This debut feature film by writer-director Joseph Greco dramatizes the impact of mental illness on the family. Mary Marino (Marcia Gay Harden) suffered the onset of a schizophrenic disorder in her early 40s, a couple years before the film's story begins, and her illness has made life very difficult for her, her husband John (Joe Pantoliano), and their 10 year old son Chris (Devon Gearhart).
Ms. Harden is quite convincing. She gets the furtive, doubting look of a distrustful, paranoid patient. She has emotional displays that are by turns inappropriately silly, sad or enraged. She is capable of socially disruptive, even dangerous, behavior. She makes shadowy references to outside forces that may have wired the house and are spying on everyone. She worries obsessively about her son's safety. She hears voices that cause her acute psychic pain. She's ambivalent about treatment. A particularly disruptive episode, one that causes commotion in the neighborhood, brings the police and Mary's readmission to the state mental hospital for extended care. John and Chris must carry on without her, and they do.
What's special about this film is it's central focus on the impact Mary has on her family. John is a good but simple man who works with his hands, a foreman for a house building crew employed by a developer. He tries to do right by Mary and Chris, but his coping skills are limited and often sorely tested, and he can react blindly at times out of his frustration. The role of John, wonderfully managed by Pantoliano, is reminiscent of Peter Falk's character Nick, the frantic, bumbling yet obviously caring husband of a psychotic woman, in John Cassavetes' 1974 film, "A Woman Under the Influence."
It's good to see Pantoliano playing a sympathetic character for a change, not the usual nasty fellow we know from his Teddy in "Memento" or Ralphie Cifaretto in "The Sopranos." Ten year old Devon Gearhart is a delight. He not only has charm, but conveys a remarkably broad range of emotional responses joy, wonder, embarrassment, anger, sadness that seem entirely natural and authentic.
We see and feel Chris's extreme embarrassment when Mary rushes aboard a school bus to embrace him and reassure herself that he is safe. When Chris spends his birthday at an amusement park with friends, Mary arrives unannounced and uninvited with a birthday cake to crash the kids-only party. Chris takes abuse from his peers in the aftermath of such episodes: they taunt him about his crazy mother. He begins skipping classes as a result. Chris and John are both put to pain when Mary erupts in the waiting area of a restaurant, and on another occasion when she wildly dashes outdoors in a rainstorm and creates a flap.
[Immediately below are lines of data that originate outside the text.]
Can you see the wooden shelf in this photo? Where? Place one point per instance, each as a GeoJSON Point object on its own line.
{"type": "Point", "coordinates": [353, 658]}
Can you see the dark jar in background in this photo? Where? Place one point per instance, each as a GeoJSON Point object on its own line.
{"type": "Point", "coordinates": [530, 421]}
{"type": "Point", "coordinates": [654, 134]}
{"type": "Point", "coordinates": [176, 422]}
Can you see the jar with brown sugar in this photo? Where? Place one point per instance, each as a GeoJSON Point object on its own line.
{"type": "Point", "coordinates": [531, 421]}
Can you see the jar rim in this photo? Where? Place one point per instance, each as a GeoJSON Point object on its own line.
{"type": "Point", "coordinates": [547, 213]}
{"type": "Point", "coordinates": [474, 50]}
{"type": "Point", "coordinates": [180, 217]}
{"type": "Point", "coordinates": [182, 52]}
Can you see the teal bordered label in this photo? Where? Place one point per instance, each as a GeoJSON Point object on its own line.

There is a brief bedroom scene while Mary is home on pass from the hospital, when lovemaking is interrupted because Mary is frightened of her skin being exposed and must peek through the drapes to be sure no one outside is watching. It is subtly made clear that her preoccupations have stifled John's arousal, and we can imagine this has happened before. We also share times of nostalgic reminiscence and bereavement, when Chris or John pauses, tearfully, to recall happier times with Mary, before her illness, and mourns the loss of the wife and mother they once knew.
The ending is somewhat ambiguous. John and Chris have cemented a mutually supportive relationship, while Mary is away in the hospital, by building a sailboat together. When the boat is finished, and the fellows invite Mary to join them on its maiden voyage, she is still in the hospital and quite symptomatic, hearing voices and experiencing difficult mood swings. Mary musters enough insight to realize that if she accepts the invitation, her behavior could deteriorate and spoil the day for her loved ones. So she declines to go along.
The voyage is a huge success: we can feel and see the bonding that occurs between father and son. The next scene at first glance seems to show Mary with John and Chris aboard the boat, perhaps on another outing soon after the first. Instead, in an inspired sight gag, the boat is revealed to be resting atop a trailer being pulled around the hospital parking lot. Mary is obviously contented, relaxed, at peace. Her husband and son are close by and also happy. It is the picture of a normal family at play, and these final images conjure the impression that Mary has turned a positive corner on the road toward health.
The fact that the film has a happy, hopeful ending does not trouble me. It is perfectly plausible for a person suffering from schizophrenia to make significant strides toward regaining normal emotional experience and behavioral self control, with effective treatment. My concern is that viewers of "Canvas" who are uninformed about schizophrenia might leap to the conclusion that Mary has made great strides toward recovery in a very brief time, failing to consider that this may just be another transitory mood. Such viewers might also attribute her improvement to the loving, inclusive attitudes of her family, rather than to proper psychiatric treatment. (On first viewing I myself had such a take; I had to see the film a second time to gain critical perspective.)
Of course we know that good professional care and positive family support are not mutually exclusive influences for the better: they serve synergistically to aid recovery. The ambiguity at the end aside, "Canvas" offers a uniquely insightful, compassionate perspective about mental illness within the context of the family. It deepens our appreciation for families who must carry on their own lives while enduring heartaches and a great sense of loss when their afflicted loved ones undergo radical disruptions of their psychological integrity and capacity to return their love. My grades: 8/10 (B+) (Seen in 01/07).